L a trattativa per la cessione ad Am InvestCo finisce con un naufragio che per il momento manda a picco le speranze di un rilancio dello stabilimento. Le polemiche invece vanno avanti. E lievitano con il passare delle ore. Al punto che attorno al complicato e incerto destino dell'Ilva infuria ormai uno scontro totale: da una parte il ministro dello Sviluppo economico, Carlo Calenda, si scaglia contro il «populismo sindacale» e quello «politico»; dall'altra il presidente Pd della Puglia, Michele Emiliano, contrattacca precisando che l'esponente del governo uscente, nonché suo fresco compagno di partito, «ha fallito perché non ha la percezione esatta di quello che succede come probabilmente non ce l'ha neanche per le altre vertenze che non ha risolto». In mezzo ci sono i 14mila lavoratori del colosso dell'acciaio: gli operai sono aggrappati alla speranza di una schiarita dell'ultima ora e da lunedì inizieranno le assemblee nello stabilimento di Taranto, dove il sindaco Rinaldo Melucci, anche lui Pd, non nasconde i timori e prende le distanze dal governatore precisando che «le posizioni di Comune e Regione restano dissonanti».

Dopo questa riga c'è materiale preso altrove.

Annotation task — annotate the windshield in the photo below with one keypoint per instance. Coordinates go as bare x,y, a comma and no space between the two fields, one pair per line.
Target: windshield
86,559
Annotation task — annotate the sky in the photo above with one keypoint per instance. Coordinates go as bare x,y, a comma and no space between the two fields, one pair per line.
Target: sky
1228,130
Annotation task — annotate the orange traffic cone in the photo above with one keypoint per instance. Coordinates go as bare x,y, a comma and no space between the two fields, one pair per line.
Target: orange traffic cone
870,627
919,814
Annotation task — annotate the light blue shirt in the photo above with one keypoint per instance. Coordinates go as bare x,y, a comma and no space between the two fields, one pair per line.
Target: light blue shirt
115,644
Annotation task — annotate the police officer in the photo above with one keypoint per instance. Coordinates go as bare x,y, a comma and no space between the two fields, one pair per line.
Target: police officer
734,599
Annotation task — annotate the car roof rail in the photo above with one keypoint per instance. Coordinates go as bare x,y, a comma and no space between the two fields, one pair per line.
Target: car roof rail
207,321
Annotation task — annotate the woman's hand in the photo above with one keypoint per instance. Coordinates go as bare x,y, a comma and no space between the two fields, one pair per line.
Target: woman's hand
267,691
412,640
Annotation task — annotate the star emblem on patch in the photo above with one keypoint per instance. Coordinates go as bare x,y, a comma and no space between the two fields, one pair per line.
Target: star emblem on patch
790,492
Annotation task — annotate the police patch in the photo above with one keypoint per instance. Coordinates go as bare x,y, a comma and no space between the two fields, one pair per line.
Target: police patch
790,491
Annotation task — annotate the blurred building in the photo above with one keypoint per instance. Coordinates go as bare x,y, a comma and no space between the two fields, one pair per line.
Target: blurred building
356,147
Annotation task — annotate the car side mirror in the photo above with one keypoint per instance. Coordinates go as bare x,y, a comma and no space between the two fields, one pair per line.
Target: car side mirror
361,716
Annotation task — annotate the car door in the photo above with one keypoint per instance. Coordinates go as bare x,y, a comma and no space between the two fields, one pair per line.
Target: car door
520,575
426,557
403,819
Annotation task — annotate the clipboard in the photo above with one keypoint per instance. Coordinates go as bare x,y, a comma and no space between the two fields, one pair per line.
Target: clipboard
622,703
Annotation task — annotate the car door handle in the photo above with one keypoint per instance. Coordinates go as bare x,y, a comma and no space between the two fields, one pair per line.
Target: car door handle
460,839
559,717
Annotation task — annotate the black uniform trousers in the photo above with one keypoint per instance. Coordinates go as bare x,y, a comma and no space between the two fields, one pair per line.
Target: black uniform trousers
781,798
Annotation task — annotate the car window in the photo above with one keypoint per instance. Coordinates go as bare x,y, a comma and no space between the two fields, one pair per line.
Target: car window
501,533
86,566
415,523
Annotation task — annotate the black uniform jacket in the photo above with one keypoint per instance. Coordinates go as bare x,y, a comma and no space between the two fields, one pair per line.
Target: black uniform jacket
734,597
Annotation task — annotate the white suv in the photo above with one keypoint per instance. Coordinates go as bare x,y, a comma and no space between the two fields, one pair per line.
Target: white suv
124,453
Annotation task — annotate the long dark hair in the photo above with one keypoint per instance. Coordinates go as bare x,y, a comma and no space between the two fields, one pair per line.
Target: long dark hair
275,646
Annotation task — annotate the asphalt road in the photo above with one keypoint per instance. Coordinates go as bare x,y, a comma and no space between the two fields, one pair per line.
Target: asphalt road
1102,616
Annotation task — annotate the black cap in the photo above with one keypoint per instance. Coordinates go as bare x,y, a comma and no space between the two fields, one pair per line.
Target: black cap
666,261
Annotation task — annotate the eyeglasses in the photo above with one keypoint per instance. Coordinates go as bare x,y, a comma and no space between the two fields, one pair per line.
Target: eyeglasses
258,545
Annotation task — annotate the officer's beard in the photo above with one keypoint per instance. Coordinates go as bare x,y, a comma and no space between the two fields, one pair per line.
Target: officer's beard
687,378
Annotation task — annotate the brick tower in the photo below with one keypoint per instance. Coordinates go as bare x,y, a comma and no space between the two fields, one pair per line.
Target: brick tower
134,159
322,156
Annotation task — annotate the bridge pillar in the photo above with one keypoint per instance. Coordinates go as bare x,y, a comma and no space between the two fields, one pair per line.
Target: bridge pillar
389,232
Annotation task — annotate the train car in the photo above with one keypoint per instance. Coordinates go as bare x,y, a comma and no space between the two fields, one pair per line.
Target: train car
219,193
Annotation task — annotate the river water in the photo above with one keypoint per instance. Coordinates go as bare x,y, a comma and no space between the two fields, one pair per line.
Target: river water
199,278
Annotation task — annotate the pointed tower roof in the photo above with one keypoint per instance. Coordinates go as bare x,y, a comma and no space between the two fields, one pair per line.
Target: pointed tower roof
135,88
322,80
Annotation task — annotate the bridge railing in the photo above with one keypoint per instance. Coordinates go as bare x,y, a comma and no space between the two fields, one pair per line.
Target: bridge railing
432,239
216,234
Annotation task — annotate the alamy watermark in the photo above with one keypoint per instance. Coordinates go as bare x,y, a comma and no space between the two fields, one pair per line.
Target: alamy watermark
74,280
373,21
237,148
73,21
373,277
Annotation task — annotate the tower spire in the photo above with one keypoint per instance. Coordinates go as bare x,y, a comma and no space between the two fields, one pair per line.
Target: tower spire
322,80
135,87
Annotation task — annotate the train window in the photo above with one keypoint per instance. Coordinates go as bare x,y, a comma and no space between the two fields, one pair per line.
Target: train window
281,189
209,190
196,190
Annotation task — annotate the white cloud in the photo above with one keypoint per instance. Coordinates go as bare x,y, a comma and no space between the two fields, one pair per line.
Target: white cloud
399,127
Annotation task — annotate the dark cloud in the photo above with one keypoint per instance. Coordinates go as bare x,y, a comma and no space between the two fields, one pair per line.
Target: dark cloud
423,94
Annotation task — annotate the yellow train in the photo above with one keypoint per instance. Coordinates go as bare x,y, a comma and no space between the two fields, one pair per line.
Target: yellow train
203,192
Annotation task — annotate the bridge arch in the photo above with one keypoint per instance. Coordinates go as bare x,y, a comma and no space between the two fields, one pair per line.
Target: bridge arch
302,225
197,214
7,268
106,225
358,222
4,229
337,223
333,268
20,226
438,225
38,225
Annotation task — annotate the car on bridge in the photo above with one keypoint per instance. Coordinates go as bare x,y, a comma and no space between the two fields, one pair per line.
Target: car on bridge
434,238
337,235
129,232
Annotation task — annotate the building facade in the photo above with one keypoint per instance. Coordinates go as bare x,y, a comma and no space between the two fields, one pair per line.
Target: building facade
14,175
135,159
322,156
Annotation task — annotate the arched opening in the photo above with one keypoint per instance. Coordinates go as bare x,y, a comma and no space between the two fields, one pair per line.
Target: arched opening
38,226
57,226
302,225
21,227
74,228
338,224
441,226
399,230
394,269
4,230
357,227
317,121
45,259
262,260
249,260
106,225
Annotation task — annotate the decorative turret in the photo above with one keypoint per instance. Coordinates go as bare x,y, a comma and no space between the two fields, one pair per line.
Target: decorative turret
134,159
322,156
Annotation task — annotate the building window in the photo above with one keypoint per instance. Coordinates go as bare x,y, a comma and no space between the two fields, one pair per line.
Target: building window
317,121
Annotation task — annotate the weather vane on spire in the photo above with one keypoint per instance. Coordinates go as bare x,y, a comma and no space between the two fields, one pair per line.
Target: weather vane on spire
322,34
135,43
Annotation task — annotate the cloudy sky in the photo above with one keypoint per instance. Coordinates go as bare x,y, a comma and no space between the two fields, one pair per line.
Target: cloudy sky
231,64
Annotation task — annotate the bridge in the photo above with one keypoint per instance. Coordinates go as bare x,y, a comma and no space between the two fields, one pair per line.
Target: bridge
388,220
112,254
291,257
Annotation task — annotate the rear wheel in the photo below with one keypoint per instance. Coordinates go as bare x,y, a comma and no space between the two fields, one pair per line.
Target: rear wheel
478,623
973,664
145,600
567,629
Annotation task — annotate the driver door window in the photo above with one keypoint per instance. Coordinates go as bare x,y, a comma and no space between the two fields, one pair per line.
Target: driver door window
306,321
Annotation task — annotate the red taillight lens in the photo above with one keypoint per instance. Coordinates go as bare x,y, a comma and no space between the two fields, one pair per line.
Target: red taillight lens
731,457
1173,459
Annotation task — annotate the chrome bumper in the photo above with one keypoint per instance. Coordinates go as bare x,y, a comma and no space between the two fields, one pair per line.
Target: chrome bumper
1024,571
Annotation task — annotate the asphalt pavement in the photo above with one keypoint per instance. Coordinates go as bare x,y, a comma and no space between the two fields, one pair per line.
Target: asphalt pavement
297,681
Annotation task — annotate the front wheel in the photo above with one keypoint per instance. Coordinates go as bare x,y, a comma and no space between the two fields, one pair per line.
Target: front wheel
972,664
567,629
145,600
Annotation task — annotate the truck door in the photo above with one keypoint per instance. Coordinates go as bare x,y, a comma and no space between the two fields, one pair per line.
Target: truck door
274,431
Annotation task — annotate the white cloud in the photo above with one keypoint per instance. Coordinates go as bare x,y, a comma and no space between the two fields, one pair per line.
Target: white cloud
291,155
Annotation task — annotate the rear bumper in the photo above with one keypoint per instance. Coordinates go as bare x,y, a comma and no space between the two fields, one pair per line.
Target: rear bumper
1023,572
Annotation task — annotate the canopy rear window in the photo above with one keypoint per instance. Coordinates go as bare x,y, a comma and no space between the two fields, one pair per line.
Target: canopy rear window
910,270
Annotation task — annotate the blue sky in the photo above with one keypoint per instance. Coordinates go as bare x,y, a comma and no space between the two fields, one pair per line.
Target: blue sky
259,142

Nel frattempo prosegue il rimpallo di responsabilità tutto interno alla sinistra. «C'è solo il no a tutti e tutto», tuona Calenda a proposito dell'intesa sfumata. Il ministro punta l'indice contro le rappresentanze sindacali, che hanno respinto la proposta di accordo a causa della mancata assunzione di tutti i dipendenti da parte di Arcelor Mittal con l'esclusione di 4mila dipendenti (2.500 destinati all'Ilva in amministrazione controllata e 1.500 nella «Società per Taranto» costituita da Ilva e Invitalia). «La verità è che si sono messi tutti a inseguire l'Usb», dichiara Calenda. Che non risparmia un duro attacco a Emiliano. «È quello che è: una mattina vuol chiudere l'Ilva - scrive su twitter- e la mattina dopo incontra Mittal; un giorno accusa il governo di essere al soldo delle lobby e poi richiama Renzi alla correttezza. Ma il problema non è lui, è il Pd che lo tollera, lo blandisce e non dice una parola». E poi ancora: «Vuoi mettere aggiunge il dibattito di oggi nel Pd sui pop corn, cosa vuoi che sia il più grande stabilimento del Sud a confronto».
La segretaria della Cgil, Susanna Camusso, dice che il ministro «non merita replica» perché «il suo è usare il gioco delle parole e tutto ciò che non va bene a qualcuno viene definito populismo». Emiliano invece non si fa pregare e risponde a muso duro a Calenda: «Non è riuscito a convincere il sindacato, non ha chiuso l'operazione, ha dovuto arrendersi completamente e ha consegnato tutta questa vertenza irrisolta al nuovo governo», dichiara il governatore attaccando il Partito democratico targato Renzi e affermando di riporre le speranze nell'esecutivo che verrà. A questo proposito, però, le prospettive non è che siano particolarmente incoraggianti. Perché le idee sembrano tutt'altro che chiare.
E mentre il Movimento Cinque Stelle in Puglia si dice apertamente propenso non solo allo stop delle fonti inquinanti ma anche alla riconversione economica dell'intera area di Taranto, la Lega bolla come «inaccettabile» qualsiasi ipotesi di chiusura.